Around mid-November, I began to craft my coup de grȃce - An essay of such deeply referenced research and powerful eloquence that my professor would be utterly bewildered by my brilliance. Much like Ralphie in “A Christmas Story” I anxiously awaited its return. Unlike Ralphie, I received a B and not a C+.  However, more stinging was a single word, aggressively etched in red ink on the third or fourth page of my treatise.


Parsimony!!


I’ll admit, I had to look it up.

Parsimony is stinginess. It is the quality of being careful with resources or, as Merriam Webster puts iteconomy in the use of means to an end; especially:  economy of explanation in conformity with Occam's razor.

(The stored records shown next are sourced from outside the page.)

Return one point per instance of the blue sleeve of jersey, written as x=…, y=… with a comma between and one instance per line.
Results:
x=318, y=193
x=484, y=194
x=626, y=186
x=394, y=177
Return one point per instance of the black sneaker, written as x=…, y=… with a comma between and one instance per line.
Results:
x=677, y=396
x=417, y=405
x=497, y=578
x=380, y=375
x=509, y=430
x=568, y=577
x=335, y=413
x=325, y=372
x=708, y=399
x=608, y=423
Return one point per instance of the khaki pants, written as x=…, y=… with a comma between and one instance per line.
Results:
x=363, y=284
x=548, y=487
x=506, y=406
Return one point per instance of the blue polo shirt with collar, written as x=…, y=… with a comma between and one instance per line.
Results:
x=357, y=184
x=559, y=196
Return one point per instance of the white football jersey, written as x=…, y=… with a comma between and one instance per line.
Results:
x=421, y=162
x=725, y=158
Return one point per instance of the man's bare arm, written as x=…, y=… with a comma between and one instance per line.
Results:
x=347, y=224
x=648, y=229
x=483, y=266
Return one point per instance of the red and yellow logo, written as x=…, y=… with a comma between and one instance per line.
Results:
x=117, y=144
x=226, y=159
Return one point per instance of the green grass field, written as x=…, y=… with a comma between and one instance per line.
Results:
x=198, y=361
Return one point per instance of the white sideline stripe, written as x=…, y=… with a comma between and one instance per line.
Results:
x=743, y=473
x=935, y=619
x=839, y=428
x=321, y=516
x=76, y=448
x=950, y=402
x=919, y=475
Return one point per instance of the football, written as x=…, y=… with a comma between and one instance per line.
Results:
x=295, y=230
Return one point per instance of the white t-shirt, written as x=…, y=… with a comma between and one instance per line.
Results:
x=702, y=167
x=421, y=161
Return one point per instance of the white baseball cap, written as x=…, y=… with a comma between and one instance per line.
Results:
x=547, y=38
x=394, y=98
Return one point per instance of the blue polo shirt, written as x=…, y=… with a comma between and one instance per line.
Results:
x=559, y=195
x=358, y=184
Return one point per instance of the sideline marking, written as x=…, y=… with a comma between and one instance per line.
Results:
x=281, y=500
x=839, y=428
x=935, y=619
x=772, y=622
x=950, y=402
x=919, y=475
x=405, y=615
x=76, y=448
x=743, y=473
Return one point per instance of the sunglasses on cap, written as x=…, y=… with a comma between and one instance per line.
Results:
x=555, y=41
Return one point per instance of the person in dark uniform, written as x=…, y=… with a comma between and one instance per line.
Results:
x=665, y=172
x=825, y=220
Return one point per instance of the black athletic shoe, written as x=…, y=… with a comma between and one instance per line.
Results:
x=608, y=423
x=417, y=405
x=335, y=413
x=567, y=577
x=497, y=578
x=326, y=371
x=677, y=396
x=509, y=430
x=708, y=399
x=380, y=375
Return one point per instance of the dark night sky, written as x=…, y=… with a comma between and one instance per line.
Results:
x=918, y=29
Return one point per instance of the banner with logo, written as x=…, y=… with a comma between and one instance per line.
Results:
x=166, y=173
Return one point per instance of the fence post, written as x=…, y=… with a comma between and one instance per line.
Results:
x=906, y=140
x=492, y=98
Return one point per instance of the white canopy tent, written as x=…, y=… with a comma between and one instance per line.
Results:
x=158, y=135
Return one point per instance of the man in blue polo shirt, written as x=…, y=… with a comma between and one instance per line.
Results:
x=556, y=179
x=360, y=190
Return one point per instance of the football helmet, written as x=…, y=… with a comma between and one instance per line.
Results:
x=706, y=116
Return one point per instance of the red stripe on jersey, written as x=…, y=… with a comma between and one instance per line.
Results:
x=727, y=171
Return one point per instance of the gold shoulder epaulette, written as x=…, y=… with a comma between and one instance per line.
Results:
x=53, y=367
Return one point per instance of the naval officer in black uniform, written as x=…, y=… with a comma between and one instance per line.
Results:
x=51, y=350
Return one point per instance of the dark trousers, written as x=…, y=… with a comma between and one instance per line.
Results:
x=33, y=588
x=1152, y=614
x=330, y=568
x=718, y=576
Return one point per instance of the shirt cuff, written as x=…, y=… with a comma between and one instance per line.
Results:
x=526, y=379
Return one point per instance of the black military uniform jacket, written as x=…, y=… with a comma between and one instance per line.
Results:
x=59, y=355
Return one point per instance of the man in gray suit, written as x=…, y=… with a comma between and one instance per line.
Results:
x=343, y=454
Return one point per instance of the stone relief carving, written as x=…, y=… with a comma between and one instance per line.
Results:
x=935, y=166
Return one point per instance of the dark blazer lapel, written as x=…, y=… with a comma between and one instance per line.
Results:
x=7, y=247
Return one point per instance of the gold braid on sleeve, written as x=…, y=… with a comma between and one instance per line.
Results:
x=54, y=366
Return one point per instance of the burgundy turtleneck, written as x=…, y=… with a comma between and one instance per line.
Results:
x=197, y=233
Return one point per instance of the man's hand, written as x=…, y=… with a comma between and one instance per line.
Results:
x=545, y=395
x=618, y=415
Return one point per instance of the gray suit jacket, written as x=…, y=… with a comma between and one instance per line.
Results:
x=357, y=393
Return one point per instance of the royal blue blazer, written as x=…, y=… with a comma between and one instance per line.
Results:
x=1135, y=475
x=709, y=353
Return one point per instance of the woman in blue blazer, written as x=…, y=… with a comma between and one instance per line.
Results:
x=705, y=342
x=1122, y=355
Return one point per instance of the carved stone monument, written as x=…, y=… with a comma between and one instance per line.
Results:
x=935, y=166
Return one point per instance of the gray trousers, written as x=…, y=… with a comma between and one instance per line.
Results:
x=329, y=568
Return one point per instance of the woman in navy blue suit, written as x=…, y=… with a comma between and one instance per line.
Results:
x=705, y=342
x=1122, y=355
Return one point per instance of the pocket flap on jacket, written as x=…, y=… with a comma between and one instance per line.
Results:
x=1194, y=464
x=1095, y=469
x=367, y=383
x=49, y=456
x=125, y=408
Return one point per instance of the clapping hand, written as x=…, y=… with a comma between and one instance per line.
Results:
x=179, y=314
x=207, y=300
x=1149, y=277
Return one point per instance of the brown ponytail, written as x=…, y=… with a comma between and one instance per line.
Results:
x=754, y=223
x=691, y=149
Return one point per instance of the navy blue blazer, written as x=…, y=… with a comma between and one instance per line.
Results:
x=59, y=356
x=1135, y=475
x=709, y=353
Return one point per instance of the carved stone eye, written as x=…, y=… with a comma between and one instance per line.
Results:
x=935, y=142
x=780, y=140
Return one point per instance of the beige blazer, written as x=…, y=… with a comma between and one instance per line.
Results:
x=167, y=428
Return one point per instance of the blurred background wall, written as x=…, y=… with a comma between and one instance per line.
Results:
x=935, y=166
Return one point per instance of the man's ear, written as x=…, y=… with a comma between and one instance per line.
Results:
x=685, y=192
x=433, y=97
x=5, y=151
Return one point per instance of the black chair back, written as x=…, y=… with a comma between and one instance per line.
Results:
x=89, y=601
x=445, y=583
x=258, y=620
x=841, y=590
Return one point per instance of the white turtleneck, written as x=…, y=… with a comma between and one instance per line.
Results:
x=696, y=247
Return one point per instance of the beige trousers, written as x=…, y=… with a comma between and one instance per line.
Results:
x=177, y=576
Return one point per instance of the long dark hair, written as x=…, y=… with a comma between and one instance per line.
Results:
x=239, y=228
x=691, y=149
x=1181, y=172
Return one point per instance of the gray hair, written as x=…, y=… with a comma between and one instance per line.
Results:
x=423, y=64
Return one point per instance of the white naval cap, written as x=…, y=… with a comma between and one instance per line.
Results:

It was a valuable lesson, and one of which I still need to remind myself. Say more with less. I thought about that today when I debated writing another post. I have a whole bunch of them rattling about my cranium like errant billiard balls and I wondered why I kept procrastinating. I think it is because I know I won’t easily respect the need for parsimony.


  • I must respect the need for parsimony.
  • I will try to write more often.
  • I will make use of bullet points when it helps me summarize ideas.
  • I will write in the same way that an Ignite Talk is done. (Perhaps even recording them with pics and posting them on YouTube).
  • I will try to keep my posts in the 500 - 750 word range.
  • Hyperlinks are my friend.
  • “A Christmas Story” is still one of my favourite movies.